A caseworker works with a man charged with theft in Fail to Appear. Isolde (Deragh Campbell) is a trainee caseworker, who is assigned to assist Eric (Nathan Roder). Eric is a 30-something man, who has been charged with robbing an electronics store. Having already failed to appear at one court date, Eric is set to appear at a hearing and Isolde tries to prepare herself for her meeting with him at the courthouse. When they do finally meet, Eric turns out to be a much different type of person than you were expecting.

Fail to Appear to the feature-length debut from director Antoine Bourges (East Hastings Pharmacy). The film is an intimate Toronto-based story, about the attempted connection being a caseworker and her client. Fail to Appear almost tells two stories in one, with the first half of the film focusing primarily on Isolde, with the narrative shifting towards Eric for the second half. Before they eventually meet at the courthouse, Isolde’s only knowledge of Eric is the various written reports she is given. Before the court date, Isolde tries to get in contact with Eric’s mother, only to be met with a vague and somewhat apathetic reply about whether she’ll appear in court. However, when they finally meet, Eric turns out to be a generally well-rounded individual, aside from some mental health issues.

Fail to Appear is produced by MDFF’s Dan Montgomery and has a similar visual aesthetic to previous MDFF productions, such as Tower and How Heavy This Hammer. The plot of Fail to Appear also reminded me somewhat of 2013’s Short Term 12, particularly the first half of the film, which takes place nearly entirely within the support centre Isolde works at. We learn the details about Eric at the same time as Isolde and in many ways Fail to Appear plays somewhat with the assumptions that can be generated by learning about someone solely from a piece of paper.
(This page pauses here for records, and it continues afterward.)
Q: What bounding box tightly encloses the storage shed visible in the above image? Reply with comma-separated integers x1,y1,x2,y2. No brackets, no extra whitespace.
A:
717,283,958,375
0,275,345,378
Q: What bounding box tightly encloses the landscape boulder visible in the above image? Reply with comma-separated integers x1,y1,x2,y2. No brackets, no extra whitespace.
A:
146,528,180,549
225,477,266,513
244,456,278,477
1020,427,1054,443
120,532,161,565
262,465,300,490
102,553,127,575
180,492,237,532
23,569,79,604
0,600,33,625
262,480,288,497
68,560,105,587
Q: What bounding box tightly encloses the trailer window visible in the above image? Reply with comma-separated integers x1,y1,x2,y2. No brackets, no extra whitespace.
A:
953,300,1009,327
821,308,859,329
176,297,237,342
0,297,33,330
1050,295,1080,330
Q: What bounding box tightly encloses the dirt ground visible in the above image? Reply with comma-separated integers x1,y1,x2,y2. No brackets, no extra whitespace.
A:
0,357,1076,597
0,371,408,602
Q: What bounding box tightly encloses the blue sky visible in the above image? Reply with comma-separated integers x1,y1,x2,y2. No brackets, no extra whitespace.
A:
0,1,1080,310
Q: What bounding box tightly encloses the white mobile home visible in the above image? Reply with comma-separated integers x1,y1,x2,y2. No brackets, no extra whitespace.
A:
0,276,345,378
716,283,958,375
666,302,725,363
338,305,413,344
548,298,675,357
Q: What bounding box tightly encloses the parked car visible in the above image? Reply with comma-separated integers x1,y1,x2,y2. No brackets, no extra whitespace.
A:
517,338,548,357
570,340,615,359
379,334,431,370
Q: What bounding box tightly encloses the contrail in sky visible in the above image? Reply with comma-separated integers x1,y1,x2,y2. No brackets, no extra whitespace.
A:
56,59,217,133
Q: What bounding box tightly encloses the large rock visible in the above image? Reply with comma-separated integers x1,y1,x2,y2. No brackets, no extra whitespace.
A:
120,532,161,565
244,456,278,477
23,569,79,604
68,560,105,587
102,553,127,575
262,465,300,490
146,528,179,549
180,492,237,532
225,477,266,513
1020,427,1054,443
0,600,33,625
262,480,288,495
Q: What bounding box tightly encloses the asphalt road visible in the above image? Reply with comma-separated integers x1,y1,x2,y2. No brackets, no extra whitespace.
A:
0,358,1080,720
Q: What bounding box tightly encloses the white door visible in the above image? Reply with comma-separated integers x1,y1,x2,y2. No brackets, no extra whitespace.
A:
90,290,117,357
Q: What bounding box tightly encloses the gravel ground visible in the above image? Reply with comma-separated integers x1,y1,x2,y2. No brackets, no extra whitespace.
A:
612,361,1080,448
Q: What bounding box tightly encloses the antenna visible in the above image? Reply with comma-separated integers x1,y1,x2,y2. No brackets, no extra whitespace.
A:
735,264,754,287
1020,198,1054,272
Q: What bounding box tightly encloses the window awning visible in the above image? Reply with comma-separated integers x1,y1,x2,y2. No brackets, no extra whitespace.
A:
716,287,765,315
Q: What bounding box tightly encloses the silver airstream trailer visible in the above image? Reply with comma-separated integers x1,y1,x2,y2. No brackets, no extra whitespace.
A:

It is in the middle of the film where Isolde and Eric’s stories finally converge and we learn about the type of guy he truly is. Despite the fact that he apparently suffers from depression, which is his explanation for missing the previous court date, Eric is shown to live a relatively independent existence in the basement of his mother and stepfather’s house in the suburbs. Even Eric’s crime is given an explanation, which results in you really feeling empathy for him.

Like many MDFF productions, Fail to Appear can be best described as a “slice of life” film, which tells a story over the course of a single day, before deciding it is time to end. Even though the film ends on somewhat ambiguous note, Fail to Appear is a relatively well done look into the social care system and the type of people it tries to help.